Les mois à venir diront si les dirigeants européens se sont vu forcer la main par les marchés. S’ils se sont pliés aux exigences d’un gouvernement grec se révoltant contre les taux élevés exigés par ces mêmes marchés et assurant être sur le point de frapper à la porte du Fonds monétaire international. Ou s’ils ont estimé que la solidité de la zone euro – monnaie présentée il y a six mois encore comme une alternative au dollar – exigeait une preuve de solidarité minimale envers ses membres les plus affaiblis.

Dos au mur, les chefs d’Etat des deux plus importants pays de l’Union monétaire se sont mis d’accord jeudi sur un plan de soutien à la Grèce. A l’issue de plusieurs heures de suspense qui ont tenu en haleine tout le Conseil européen. D’autant que, dimanche, la chancelière Angela Merkel assurait que la Grèce n’était pas à l’ordre du jour du Conseil européen réuni jeudi et vendredi à Bruxelles. Le président Nicolas Sarkozy répétait son opposition à toute intervention du FMI.

En milieu d’après-midi, au cours d’une rencontre précédant le sommet des vingt-sept chefs d’Etat, les deux dirigeants se sont entendus sur une proposition «décrivant très précisément les conditions d’intervention dans la zone euro», selon un conseiller de la présidence française. Cette proposition met en jeu «des prêts bilatéraux» accordés par les pays membres à des «taux non subventionnels». La contribution de chacun serait calquée sur sa richesse et sa population. Si une partie des prêts viendrait du FMI, le «financement européen doit rester majoritaire», expliquent les proches de l’Elysée. Son de cloche différent côté allemand où l’on parle de «participation substantielle du FMI».

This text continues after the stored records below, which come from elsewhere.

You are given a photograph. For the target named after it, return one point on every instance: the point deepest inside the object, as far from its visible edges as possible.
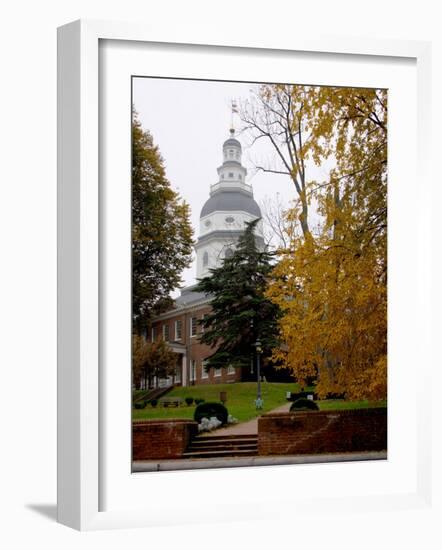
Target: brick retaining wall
(161, 439)
(322, 432)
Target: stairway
(222, 446)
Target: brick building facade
(222, 220)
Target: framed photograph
(235, 285)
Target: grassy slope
(240, 400)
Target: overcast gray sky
(189, 121)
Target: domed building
(222, 220)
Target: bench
(171, 401)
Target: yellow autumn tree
(331, 284)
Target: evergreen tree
(161, 231)
(241, 314)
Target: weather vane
(234, 109)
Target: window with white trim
(204, 371)
(193, 326)
(178, 329)
(203, 317)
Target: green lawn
(240, 400)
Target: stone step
(224, 437)
(240, 447)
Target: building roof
(231, 201)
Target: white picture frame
(80, 443)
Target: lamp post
(259, 402)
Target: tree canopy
(161, 230)
(151, 359)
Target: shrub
(207, 410)
(303, 404)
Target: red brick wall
(322, 432)
(161, 439)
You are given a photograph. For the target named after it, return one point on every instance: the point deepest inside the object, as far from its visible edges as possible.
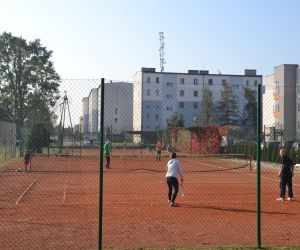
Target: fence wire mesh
(51, 198)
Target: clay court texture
(56, 205)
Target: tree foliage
(25, 71)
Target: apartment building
(281, 103)
(158, 95)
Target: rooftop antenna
(161, 51)
(64, 108)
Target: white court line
(236, 170)
(27, 189)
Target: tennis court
(56, 204)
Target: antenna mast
(161, 51)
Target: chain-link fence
(62, 196)
(8, 142)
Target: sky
(113, 39)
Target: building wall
(93, 113)
(280, 101)
(160, 99)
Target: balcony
(276, 97)
(276, 114)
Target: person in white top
(174, 169)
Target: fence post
(258, 134)
(101, 164)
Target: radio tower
(161, 51)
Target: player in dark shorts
(286, 173)
(27, 161)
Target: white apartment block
(281, 103)
(158, 95)
(118, 108)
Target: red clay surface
(56, 205)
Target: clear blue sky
(115, 38)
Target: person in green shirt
(107, 149)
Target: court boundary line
(17, 202)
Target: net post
(258, 139)
(101, 164)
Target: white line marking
(236, 170)
(17, 202)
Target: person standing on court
(27, 160)
(107, 153)
(158, 150)
(173, 170)
(286, 173)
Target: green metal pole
(101, 144)
(258, 133)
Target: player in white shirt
(174, 169)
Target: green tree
(227, 107)
(39, 137)
(25, 67)
(208, 107)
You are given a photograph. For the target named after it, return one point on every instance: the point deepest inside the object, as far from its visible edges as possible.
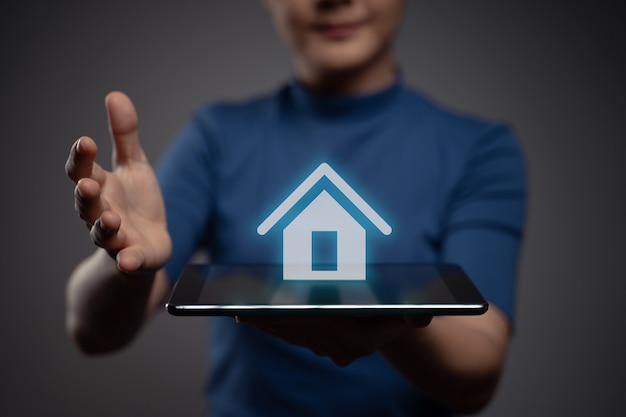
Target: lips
(337, 31)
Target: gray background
(554, 69)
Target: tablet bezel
(183, 300)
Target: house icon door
(324, 241)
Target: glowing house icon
(324, 208)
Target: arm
(456, 360)
(113, 292)
(107, 307)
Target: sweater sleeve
(485, 216)
(184, 174)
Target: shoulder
(236, 114)
(461, 134)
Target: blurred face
(330, 37)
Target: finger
(80, 162)
(123, 128)
(418, 321)
(129, 260)
(87, 200)
(105, 231)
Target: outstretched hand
(123, 208)
(342, 339)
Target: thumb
(123, 128)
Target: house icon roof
(323, 170)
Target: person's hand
(342, 339)
(123, 209)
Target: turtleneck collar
(342, 107)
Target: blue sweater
(451, 187)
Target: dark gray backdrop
(554, 69)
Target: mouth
(336, 31)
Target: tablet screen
(388, 290)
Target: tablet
(388, 290)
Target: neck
(371, 77)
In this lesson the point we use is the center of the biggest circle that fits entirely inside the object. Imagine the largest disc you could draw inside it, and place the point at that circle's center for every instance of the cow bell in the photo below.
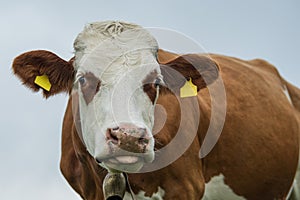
(114, 186)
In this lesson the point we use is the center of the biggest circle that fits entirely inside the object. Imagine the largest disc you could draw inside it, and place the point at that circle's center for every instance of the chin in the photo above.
(129, 164)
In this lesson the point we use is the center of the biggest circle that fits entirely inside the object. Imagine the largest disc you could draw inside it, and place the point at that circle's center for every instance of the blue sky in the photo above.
(31, 126)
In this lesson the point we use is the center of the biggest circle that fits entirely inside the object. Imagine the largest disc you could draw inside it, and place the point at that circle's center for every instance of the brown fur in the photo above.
(257, 151)
(36, 63)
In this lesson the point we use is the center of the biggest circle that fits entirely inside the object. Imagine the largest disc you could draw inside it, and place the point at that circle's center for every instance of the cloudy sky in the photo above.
(31, 126)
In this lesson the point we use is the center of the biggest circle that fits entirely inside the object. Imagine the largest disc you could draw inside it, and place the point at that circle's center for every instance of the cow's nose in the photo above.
(128, 137)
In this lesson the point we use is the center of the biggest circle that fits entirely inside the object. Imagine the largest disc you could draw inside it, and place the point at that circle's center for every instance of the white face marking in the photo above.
(217, 189)
(141, 195)
(120, 56)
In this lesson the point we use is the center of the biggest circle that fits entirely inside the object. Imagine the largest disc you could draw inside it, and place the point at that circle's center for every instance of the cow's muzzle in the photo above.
(130, 147)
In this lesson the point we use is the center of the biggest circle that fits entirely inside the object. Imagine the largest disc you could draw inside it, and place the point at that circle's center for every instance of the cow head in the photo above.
(115, 79)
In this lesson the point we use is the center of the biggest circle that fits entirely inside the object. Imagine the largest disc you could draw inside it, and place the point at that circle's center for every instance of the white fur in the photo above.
(141, 195)
(294, 193)
(120, 55)
(216, 188)
(286, 92)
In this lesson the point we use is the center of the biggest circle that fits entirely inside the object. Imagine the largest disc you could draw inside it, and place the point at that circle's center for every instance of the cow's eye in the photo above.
(158, 82)
(82, 80)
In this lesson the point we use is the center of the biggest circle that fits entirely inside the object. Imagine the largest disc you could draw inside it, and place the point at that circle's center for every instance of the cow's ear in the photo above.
(52, 70)
(177, 69)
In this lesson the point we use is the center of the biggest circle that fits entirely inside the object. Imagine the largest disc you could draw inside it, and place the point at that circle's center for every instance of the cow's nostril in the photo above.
(111, 136)
(115, 128)
(143, 141)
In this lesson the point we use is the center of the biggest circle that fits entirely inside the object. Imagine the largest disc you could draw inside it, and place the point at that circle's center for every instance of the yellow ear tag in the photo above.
(188, 90)
(43, 82)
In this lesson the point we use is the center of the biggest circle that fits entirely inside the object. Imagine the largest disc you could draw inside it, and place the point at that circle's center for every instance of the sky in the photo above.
(31, 126)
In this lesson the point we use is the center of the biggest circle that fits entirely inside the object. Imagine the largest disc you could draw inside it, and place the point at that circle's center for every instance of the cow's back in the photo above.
(257, 152)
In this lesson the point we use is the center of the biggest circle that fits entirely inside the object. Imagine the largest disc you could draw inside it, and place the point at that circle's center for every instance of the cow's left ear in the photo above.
(177, 69)
(54, 72)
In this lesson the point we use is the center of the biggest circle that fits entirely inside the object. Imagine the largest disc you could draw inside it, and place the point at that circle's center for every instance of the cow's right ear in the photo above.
(28, 66)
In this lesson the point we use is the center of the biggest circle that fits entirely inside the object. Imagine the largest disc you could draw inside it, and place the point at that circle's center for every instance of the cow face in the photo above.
(116, 64)
(114, 82)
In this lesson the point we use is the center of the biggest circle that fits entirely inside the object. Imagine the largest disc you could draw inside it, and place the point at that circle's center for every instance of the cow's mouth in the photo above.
(129, 164)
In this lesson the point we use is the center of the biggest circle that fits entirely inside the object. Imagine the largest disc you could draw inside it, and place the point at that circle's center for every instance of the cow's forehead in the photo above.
(109, 49)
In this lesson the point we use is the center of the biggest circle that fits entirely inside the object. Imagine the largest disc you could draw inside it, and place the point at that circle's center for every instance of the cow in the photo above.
(132, 106)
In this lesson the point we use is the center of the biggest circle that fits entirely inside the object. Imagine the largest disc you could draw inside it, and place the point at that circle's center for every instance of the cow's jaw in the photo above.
(118, 66)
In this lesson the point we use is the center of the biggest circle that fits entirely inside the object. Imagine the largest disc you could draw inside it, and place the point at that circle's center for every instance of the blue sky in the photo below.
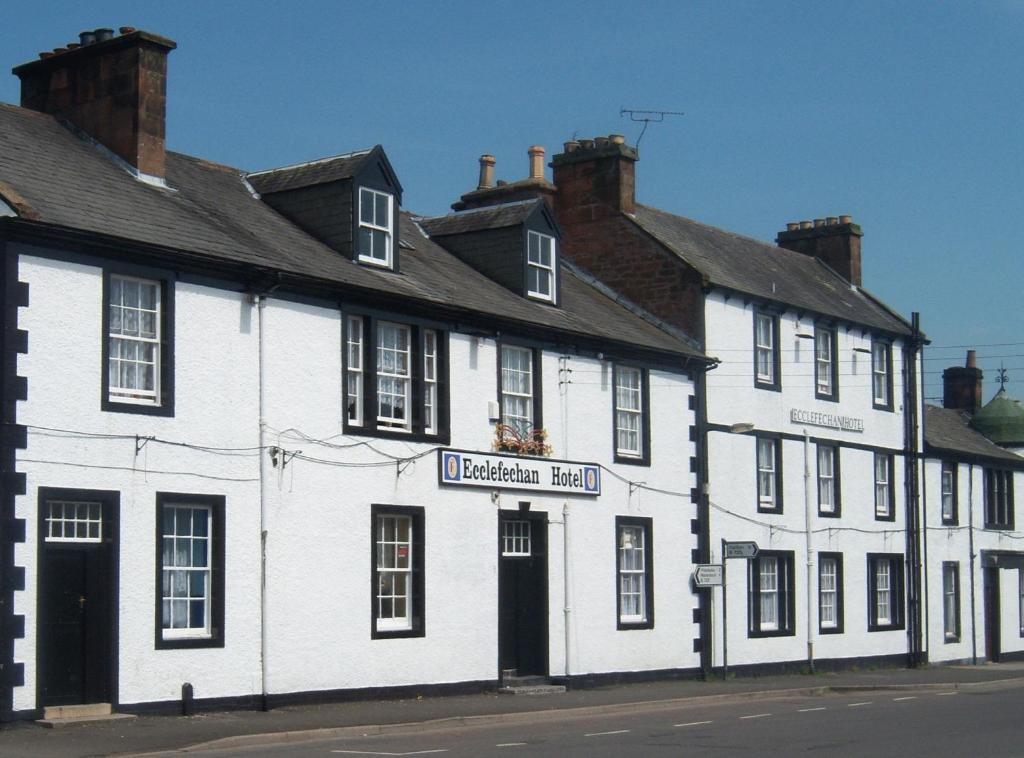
(907, 116)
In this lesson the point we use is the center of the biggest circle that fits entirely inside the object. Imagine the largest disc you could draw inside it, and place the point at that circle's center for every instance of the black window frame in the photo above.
(776, 439)
(647, 525)
(786, 593)
(840, 600)
(837, 512)
(955, 636)
(888, 345)
(998, 500)
(896, 588)
(417, 392)
(166, 281)
(953, 518)
(418, 626)
(217, 506)
(833, 335)
(644, 458)
(776, 383)
(890, 460)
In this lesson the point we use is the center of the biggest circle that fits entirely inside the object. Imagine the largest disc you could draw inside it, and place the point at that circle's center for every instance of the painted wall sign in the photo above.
(466, 468)
(828, 420)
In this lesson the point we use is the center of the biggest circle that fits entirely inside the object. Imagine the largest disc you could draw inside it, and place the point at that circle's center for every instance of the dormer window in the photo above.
(541, 266)
(375, 227)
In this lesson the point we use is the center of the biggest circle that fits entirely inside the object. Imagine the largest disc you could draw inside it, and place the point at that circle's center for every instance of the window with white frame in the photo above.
(766, 350)
(541, 266)
(827, 480)
(353, 371)
(398, 562)
(634, 570)
(950, 601)
(824, 364)
(885, 600)
(629, 412)
(882, 375)
(517, 389)
(190, 583)
(829, 592)
(884, 493)
(949, 514)
(133, 354)
(770, 594)
(769, 474)
(375, 226)
(393, 376)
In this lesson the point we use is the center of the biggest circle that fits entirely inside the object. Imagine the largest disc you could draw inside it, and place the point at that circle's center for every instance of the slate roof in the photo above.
(65, 180)
(946, 429)
(755, 267)
(495, 217)
(305, 174)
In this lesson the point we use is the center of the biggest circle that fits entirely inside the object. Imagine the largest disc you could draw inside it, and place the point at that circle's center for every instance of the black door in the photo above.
(76, 591)
(992, 616)
(522, 592)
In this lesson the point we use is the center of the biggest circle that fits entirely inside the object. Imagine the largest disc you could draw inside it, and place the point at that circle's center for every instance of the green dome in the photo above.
(1001, 420)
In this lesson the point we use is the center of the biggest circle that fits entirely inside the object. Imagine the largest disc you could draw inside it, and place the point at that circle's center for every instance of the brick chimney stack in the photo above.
(962, 386)
(835, 241)
(595, 178)
(112, 87)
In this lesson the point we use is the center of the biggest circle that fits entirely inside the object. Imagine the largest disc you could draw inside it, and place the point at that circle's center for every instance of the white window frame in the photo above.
(767, 473)
(401, 380)
(632, 574)
(881, 373)
(383, 546)
(354, 373)
(374, 197)
(514, 401)
(827, 500)
(173, 598)
(121, 338)
(765, 341)
(629, 412)
(537, 267)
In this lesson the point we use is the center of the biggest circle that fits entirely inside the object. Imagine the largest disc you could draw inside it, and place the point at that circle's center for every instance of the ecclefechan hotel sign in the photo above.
(827, 420)
(466, 468)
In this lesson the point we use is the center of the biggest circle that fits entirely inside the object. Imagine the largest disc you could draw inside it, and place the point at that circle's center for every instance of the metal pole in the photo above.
(809, 552)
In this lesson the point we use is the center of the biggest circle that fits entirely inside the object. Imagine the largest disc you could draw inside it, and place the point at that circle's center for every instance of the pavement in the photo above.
(150, 734)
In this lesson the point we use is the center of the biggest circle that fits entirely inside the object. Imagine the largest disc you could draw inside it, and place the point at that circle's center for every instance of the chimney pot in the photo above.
(486, 172)
(536, 153)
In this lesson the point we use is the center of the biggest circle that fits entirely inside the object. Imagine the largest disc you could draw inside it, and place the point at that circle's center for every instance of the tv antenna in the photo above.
(647, 117)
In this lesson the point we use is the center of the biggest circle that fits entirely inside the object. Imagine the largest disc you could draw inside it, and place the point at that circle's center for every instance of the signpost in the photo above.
(731, 550)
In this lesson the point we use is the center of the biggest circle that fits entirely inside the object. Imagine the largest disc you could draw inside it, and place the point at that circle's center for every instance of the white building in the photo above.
(250, 424)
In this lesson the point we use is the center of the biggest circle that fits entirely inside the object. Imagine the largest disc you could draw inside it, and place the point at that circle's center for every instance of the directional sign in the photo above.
(740, 549)
(708, 575)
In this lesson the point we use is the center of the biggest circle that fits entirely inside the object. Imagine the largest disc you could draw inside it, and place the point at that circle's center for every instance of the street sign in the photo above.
(708, 575)
(740, 549)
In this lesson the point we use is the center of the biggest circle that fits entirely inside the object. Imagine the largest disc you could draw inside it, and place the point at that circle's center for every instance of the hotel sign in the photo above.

En début de soirée, aucun montant n’était encore précisé, cette aide ne devant être «déclenchée qu’en cas de difficultés sérieuses et si aucune autre solution n’est disponible», a-t-on expliqué côté français. Analyste de la Société Générale à Paris, Ciaran O’Hagan assurait dans l’après-midi que «la Grèce n’est absolument pas en situation de défaut de paiement». Dans la matinée, les économistes de Goldman Sachs avaient évoqué un prêt possible de 20 milliards en provenance du FMI, tandis qu’un diplomate européen parlait de besoins potentiels de la Grèce de 20 et 30 milliards d’euros.

Avant d’être détaillée, cette proposition «d’une page et demie» devait être validée, dans la soirée, par l’ensemble des seize pays de la zone euro et les 27 Etats de l’Union européenne.

La Banque centrale européenne a également apporté son soutien à ce «filet de sécurité» financier, tout en déplorant l’intervention du Fonds monétaire international. En outre, un peu plus tôt dans la journée, son président Jean-Claude Trichet a annoncé le prolongement, «au-delà de 2010» des exigences très souples requises des banques en échange de la fourniture de liquidités par son institution. Mis en place au paroxysme de la crise pour les inciter à financer l’économie, ce système permet également aux établissements européens – en particulier grecs – d’accorder des prêts cruciaux pour Athènes.

De son côté, la Suisse a annoncé hier son intention d’apporter sa contribution à la Grèce. Se défendant de «vouloir s’ingérer dans les affaires de l’Union européenne», la présidente de la Confédération Doris Leuthard a justifié cette décision par «les problèmes» que pose la faiblesse de l’euro – et donc la force du franc – «pour les exportations de la Suisse». Le pays réalise plus des deux tiers de son commerce extérieur avec l’Union.